High Speed Interconnect Monitoring
Monitoring the performance on your Db2 high speed cluster interconnect layer can give valuable insight into the configuration between the members and CFs. The most appropriate way to measure this performance is through RDMA ping tests.
Testing for all adapter combinations
To run the RDMA ping test for all combinations, run db2cluster -verify -req
-rdma_ping
. This produces two files in sqllib/db2dump/db2cluster
:
- A log file of the form
ibm.db2cluster_int-<timestamp>.log
- A trace file of the form
ibm.db2cluster_int-<timestamp>.trace
Each entry of the log file will show a summary per test pair. In this summary, the primary metric is the RDMA average round trip ping time.
Example entry:
12:07:34 ----------------------------------------------------------------------
12:07:34 Testing rdma ping connection.
12:07:34 Client Hostname: coralpib259 Client Netname: coralpib259-ib0
12:07:34 Server Hostname: coralpib257 Server Netname: coralpib257-ib0
12:07:39
Starting connection test number 1
Connected to Server (10.1.2.5) in 3002499 microseconds after 1 attempt
100 bytes from 10.1.2.5: seq=0 time=6
100 bytes from 10.1.2.5: seq=1 time=11
100 bytes from 10.1.2.5: seq=2 time=9
100 bytes from 10.1.2.5: seq=3 time=147
100 bytes from 10.1.2.5: seq=4 time=23
100 bytes from 10.1.2.5: seq=5 time=8
100 bytes from 10.1.2.5: seq=6 time=12
100 bytes from 10.1.2.5: seq=7 time=7
100 bytes from 10.1.2.5: seq=8 time=9
100 bytes from 10.1.2.5: seq=9 time=34
round-trip average: 27 microseconds
Disconnected from Server in 283 microseconds
Performing udapl ping test from coralpib259-ib0 to coralpib257-ib0 status: PASS
12:07:39 ----------------------------------------------------------------------
To quickly search for this metric for all entries, run grep "round-trip average:"
<logfile>
. Most results for a single site pureScale cluster should be in the threshold
of single-digit or low-double digit microseconds. This is not to be confused with a singular ping
test as seen above, which may be well above this threshold. If there is one or more round-trip time
which is significantly higher than the threshold, then the specific adapter pairs producing these
outliers should be identified and retested. These steps are detailed below.

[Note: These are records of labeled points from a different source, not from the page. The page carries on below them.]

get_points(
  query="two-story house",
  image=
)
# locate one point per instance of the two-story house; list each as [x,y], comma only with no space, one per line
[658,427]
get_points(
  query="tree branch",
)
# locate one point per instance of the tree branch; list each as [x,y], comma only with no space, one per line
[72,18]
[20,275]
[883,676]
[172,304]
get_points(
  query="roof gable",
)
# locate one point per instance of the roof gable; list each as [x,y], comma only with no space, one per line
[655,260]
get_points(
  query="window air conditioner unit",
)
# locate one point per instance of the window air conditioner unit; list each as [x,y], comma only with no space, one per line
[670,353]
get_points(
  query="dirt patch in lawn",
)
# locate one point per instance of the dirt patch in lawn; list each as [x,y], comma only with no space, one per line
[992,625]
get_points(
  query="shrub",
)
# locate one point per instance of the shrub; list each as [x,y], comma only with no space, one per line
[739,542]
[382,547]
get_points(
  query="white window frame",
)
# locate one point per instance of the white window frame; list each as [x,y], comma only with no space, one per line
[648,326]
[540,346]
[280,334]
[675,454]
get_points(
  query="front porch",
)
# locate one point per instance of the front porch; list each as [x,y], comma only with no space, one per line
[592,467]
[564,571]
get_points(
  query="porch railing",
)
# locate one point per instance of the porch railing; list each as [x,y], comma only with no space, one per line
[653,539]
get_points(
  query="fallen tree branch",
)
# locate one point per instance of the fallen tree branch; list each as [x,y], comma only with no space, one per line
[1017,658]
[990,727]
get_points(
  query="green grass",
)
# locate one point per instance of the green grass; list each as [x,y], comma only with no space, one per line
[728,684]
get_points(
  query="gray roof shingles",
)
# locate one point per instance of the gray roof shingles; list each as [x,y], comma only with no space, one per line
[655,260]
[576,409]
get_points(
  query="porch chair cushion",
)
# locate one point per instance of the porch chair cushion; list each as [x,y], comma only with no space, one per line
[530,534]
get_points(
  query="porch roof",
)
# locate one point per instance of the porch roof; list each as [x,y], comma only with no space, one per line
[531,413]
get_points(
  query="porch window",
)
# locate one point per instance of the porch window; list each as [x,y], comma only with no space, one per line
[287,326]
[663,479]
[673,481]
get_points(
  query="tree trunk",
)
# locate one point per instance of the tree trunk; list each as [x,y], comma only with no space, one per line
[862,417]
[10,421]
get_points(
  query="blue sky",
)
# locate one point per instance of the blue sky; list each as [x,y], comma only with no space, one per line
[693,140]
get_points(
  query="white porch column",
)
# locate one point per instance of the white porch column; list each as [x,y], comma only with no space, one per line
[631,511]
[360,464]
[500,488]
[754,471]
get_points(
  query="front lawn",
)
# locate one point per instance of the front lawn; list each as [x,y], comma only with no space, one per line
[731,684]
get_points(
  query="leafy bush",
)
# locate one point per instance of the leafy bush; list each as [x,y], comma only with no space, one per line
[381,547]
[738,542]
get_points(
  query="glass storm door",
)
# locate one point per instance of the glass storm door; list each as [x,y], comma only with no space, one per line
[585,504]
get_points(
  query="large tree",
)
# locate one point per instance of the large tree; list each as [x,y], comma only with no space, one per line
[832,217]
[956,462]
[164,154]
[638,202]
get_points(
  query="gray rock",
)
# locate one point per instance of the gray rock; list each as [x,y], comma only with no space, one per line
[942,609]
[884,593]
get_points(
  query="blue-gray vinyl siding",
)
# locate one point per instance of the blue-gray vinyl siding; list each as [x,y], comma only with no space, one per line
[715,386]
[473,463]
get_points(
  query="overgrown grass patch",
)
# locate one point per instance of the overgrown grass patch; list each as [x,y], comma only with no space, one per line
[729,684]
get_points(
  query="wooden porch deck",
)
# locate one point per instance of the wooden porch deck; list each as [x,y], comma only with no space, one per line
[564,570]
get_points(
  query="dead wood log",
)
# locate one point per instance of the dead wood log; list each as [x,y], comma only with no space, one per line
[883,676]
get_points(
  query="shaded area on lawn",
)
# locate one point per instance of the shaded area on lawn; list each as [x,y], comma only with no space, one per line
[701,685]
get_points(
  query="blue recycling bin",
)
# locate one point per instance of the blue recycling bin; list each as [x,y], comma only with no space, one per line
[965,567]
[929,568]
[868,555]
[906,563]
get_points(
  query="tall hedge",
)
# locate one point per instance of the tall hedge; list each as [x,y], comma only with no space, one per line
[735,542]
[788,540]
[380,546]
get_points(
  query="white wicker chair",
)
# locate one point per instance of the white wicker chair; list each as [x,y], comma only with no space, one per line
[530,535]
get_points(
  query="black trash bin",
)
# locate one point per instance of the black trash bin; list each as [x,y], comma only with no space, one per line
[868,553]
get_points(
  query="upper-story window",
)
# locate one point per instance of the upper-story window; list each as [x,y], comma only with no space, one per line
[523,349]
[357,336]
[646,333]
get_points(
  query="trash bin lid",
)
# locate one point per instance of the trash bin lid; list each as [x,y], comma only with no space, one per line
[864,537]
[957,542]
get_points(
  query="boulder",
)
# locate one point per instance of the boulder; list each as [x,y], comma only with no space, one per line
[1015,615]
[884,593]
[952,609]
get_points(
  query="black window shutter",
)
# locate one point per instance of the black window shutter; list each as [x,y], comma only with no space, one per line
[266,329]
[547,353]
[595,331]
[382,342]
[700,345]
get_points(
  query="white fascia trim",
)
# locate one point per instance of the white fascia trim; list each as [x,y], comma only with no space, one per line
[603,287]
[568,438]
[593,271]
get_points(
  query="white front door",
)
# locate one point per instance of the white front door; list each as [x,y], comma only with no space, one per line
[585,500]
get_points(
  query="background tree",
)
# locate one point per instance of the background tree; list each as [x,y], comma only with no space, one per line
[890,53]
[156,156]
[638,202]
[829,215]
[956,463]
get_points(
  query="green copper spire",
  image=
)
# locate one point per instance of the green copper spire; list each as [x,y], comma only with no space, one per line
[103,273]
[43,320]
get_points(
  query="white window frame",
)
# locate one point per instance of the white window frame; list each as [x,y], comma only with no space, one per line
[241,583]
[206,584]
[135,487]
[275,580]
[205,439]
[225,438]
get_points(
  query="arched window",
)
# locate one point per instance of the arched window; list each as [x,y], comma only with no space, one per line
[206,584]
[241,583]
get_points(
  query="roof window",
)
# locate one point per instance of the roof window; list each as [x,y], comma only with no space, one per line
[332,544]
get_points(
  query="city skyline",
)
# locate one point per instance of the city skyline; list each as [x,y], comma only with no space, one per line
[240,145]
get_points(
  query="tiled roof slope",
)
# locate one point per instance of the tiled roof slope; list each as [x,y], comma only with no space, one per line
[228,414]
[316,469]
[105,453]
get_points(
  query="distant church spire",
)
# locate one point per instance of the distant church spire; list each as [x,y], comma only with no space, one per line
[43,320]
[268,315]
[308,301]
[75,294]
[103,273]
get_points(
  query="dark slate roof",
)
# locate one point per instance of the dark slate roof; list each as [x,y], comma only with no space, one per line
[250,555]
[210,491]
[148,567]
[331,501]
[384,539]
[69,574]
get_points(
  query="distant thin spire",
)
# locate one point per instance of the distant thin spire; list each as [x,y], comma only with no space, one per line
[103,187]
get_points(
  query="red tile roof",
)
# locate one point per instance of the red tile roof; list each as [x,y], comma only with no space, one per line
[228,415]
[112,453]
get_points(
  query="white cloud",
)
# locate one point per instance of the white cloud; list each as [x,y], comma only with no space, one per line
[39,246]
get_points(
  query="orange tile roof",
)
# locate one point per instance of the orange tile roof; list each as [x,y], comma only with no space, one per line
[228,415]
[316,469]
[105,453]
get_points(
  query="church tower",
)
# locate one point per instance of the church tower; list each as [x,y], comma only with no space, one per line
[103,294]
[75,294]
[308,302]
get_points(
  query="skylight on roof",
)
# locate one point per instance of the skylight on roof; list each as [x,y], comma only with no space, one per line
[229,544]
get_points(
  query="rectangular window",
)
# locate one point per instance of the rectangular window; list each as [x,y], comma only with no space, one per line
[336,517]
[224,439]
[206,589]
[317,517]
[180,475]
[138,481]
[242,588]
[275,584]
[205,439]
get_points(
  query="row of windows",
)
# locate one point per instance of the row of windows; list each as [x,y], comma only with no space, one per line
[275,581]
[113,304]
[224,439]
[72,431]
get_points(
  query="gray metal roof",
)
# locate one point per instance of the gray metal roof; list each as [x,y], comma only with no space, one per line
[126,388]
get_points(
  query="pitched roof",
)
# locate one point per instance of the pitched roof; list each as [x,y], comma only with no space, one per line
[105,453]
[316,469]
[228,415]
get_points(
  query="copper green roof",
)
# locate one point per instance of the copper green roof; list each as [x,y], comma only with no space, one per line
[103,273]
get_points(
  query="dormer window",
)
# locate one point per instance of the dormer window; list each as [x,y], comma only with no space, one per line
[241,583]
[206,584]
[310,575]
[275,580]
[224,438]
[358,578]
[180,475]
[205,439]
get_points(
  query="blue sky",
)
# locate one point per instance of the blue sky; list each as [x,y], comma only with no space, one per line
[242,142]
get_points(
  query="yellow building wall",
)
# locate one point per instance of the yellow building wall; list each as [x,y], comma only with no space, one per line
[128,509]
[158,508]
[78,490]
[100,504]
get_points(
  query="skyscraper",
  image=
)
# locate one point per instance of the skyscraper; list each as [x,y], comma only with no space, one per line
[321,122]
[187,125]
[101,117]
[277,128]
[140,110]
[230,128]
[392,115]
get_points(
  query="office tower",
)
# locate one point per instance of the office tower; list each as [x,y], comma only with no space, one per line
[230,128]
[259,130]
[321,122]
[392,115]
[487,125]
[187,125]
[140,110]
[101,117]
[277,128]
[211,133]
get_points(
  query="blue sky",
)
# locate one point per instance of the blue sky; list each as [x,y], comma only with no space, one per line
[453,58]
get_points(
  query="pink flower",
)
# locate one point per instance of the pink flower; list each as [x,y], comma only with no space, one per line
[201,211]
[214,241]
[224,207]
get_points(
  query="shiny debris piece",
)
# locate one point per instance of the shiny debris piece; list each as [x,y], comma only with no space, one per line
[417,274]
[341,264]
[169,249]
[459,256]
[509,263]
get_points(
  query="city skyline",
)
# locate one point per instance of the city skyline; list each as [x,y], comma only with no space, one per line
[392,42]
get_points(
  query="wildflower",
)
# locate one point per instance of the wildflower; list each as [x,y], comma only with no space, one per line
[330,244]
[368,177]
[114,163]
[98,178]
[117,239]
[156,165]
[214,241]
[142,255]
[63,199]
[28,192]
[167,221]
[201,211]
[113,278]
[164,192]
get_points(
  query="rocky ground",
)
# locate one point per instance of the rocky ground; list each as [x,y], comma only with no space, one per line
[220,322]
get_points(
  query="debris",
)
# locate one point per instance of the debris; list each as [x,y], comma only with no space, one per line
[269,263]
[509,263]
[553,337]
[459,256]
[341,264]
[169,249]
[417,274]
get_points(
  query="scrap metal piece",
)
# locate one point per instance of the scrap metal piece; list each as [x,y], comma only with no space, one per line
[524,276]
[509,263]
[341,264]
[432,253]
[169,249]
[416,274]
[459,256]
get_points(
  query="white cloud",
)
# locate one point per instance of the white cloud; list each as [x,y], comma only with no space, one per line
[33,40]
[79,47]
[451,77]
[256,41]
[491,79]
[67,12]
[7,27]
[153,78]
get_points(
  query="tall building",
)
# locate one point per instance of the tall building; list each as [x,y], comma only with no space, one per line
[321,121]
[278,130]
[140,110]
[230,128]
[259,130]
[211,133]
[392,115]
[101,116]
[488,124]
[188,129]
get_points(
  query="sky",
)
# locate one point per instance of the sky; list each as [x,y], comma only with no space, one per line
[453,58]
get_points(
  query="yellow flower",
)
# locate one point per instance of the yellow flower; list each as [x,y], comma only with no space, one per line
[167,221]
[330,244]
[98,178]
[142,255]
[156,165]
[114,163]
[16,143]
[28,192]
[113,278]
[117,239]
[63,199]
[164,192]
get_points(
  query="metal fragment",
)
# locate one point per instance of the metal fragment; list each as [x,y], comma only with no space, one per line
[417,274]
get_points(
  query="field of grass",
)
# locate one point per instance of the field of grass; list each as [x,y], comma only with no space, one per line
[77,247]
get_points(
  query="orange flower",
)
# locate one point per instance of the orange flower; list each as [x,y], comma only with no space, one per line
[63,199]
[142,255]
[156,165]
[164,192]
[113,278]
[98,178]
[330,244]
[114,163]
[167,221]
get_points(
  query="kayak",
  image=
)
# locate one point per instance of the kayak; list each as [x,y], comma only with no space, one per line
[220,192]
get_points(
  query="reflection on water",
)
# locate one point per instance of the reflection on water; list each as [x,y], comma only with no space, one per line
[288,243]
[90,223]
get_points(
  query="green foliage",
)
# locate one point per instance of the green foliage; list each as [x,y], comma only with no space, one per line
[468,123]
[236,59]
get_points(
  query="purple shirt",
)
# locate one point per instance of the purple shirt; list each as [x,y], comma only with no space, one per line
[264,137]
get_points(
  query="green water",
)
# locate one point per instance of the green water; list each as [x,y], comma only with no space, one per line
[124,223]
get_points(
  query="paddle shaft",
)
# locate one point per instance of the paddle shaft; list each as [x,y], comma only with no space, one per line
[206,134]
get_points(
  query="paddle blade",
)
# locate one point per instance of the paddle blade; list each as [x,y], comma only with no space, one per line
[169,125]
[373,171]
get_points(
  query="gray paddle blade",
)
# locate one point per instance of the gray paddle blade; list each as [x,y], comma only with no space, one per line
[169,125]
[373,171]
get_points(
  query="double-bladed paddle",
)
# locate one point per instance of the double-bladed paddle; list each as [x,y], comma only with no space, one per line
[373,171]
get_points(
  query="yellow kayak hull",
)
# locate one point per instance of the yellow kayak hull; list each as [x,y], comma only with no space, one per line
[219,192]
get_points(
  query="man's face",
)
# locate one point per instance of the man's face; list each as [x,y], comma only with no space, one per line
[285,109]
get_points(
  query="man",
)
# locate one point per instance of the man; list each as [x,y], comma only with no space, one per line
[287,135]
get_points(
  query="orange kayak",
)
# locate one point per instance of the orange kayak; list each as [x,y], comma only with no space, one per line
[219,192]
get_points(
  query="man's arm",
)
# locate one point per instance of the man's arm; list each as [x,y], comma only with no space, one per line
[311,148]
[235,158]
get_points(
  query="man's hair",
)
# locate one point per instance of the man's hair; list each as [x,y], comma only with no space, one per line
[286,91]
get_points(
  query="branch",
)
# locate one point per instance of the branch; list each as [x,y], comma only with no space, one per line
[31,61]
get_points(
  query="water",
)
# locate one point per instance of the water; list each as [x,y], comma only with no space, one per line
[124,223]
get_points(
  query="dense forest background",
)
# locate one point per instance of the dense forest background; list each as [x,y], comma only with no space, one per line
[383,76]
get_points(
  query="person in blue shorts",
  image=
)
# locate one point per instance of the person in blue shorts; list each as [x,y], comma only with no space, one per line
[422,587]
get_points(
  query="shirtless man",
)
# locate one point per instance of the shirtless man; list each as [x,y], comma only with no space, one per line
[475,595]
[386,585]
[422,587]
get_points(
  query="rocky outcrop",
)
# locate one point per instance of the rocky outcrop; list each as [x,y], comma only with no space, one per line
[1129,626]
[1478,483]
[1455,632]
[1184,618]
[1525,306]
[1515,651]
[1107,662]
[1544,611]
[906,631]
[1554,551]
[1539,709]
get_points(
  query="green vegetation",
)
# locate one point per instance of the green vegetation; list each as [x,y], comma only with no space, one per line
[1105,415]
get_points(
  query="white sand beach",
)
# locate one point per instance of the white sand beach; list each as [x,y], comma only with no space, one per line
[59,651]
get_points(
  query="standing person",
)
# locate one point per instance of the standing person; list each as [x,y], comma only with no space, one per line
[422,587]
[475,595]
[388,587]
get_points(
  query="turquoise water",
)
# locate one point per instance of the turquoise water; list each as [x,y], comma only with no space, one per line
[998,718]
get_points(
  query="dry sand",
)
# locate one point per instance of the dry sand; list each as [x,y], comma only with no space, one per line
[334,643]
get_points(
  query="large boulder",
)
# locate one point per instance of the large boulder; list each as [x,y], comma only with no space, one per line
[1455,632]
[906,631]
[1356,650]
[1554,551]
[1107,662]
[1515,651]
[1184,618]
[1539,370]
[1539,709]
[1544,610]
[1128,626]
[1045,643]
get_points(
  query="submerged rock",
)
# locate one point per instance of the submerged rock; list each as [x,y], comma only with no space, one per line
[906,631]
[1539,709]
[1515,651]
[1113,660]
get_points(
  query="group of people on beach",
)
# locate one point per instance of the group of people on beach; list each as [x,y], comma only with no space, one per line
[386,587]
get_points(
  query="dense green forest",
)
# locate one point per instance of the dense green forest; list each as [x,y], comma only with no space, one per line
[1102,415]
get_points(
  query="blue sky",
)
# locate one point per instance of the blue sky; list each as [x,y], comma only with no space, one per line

Testing for a specific pair of adapters
To identify which adapter pair contains an outlier, search the logfile for an entry which contains a high round-trip average found in the round-trip average search. Look at the entry block to determine the:
- Client hostname
- Client netname
- Server hostname
- Server netname
Once an outlier has been identified, the RDMA ping test should be run on the identified adapter
pair. This is done by rerunning db2cluster
with more options: db2cluster
-verify -req -rdma_ping -host <client_hostname> -netname <client_netname> -host
<server_hostname> -netname <server_netname>
. This will produce another log file and
trace file with a new timestamp for this specific test. Perform this test a few times for each
outlier.
Example db2cluster using the above entry:
db2cluster -verify -req -rdma_ping -host coralpib259 -netname coralpib259-ib0 -host coralpib257 -netname coralpib257-ib0
Look at the newly generated log files and view its their entries. Consistently high round trip times for each pair after successive tests may be a sign of poor cluster performance. Contact your network administrator for further troubleshooting.